The beatification of Cardinal Stefan Wyszynski and Mother Elzbieta Roza Czacka comes at a time of declining church attendance and as some Poles have officially left the church due to scandals of sexual abuse and comfort in the church with a right-wing government that divides.

In a time of increasing secularization and societal divisions, the celebration is a reminder of the moral authority and unifying power that the church once held over the nation.

The mass was presided over by Cardinal Marcello Semeraro, head of the Vatican Congregation for the Causes of Saints.

It took place in the Temple of Divine Providence in Warsaw, in the presence of President Andrzej Duda, Prime Minister Mateusz Morawiecki, leader of the ruling Jaroslaw Kaczynski party and many faithful.

Wyszynski was the Primate of Poland, or the highest leader of the church, from 1948 until his death in 1981. He was under house arrest in the 1950s for his refusal to bow to the Communist regime and was considered by some as the true leader of the nation. His long resistance to communism is seen as a factor that led to the election of a Polish pope, John Paul II, and ultimately to the overthrow of the system in 1989.

Czacka, born in 1876 to an aristocratic family, went blind in her youth and devoted the rest of her life to helping others.
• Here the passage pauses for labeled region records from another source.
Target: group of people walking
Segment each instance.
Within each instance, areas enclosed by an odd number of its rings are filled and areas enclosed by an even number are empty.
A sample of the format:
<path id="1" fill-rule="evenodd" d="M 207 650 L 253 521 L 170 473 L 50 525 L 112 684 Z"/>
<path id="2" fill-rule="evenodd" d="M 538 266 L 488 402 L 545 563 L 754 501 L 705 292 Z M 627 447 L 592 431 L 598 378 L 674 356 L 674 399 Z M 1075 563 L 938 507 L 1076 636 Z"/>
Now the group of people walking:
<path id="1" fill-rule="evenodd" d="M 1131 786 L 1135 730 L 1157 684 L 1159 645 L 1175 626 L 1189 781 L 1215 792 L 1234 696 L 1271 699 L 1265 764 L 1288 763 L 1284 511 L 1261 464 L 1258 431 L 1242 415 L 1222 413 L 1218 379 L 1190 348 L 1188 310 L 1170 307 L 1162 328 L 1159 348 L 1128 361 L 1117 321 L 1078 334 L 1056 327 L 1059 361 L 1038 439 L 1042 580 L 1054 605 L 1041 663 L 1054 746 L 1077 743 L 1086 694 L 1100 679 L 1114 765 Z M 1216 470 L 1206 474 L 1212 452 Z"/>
The Franciscan nun helped develop a Polish version of Braille and opened a center for the blind near Warsaw.

Wyszynski led the church through nearly three turbulent decades of often bitter conflict with Communist authorities, later followed by a form of partnership with the secular regime.

Towards the end of his life, Wyszynski had been accepted by the authorities as an important force in national life, and members of the regime attended his funeral.

During the difficult years of the 1950s, when the avowed atheist government sought to silence the church, the tall and thin Wyszynski thundered from his pulpit that “Christ has a right to be announced, and we have a right to be announced. ‘announce’.

Archbishop of Warsaw Kazimierz Nycz recalled Wyszynski as a man who saved the Polish church under communism.

Wyszynski is often called the Millennium Primate in recognition of his achievement in hosting a Millennium Celebration of Christianity in Poland in 1966.

Sunday’s ceremony comes after the Holy See punished a dozen Polish bishops and archbishops for covering up sexual abuse of minors by priests under their authority.

Revelations of abuse and cover-up by the clergy have driven some Poles away from the church and prompted some to withdraw their children from religion classes in schools.

Some Poles are also angry at the church’s proximity to right-wing authorities and a new restriction on abortion. The ruling, which took effect earlier this year, denies women the right to abort fetuses with birth defects.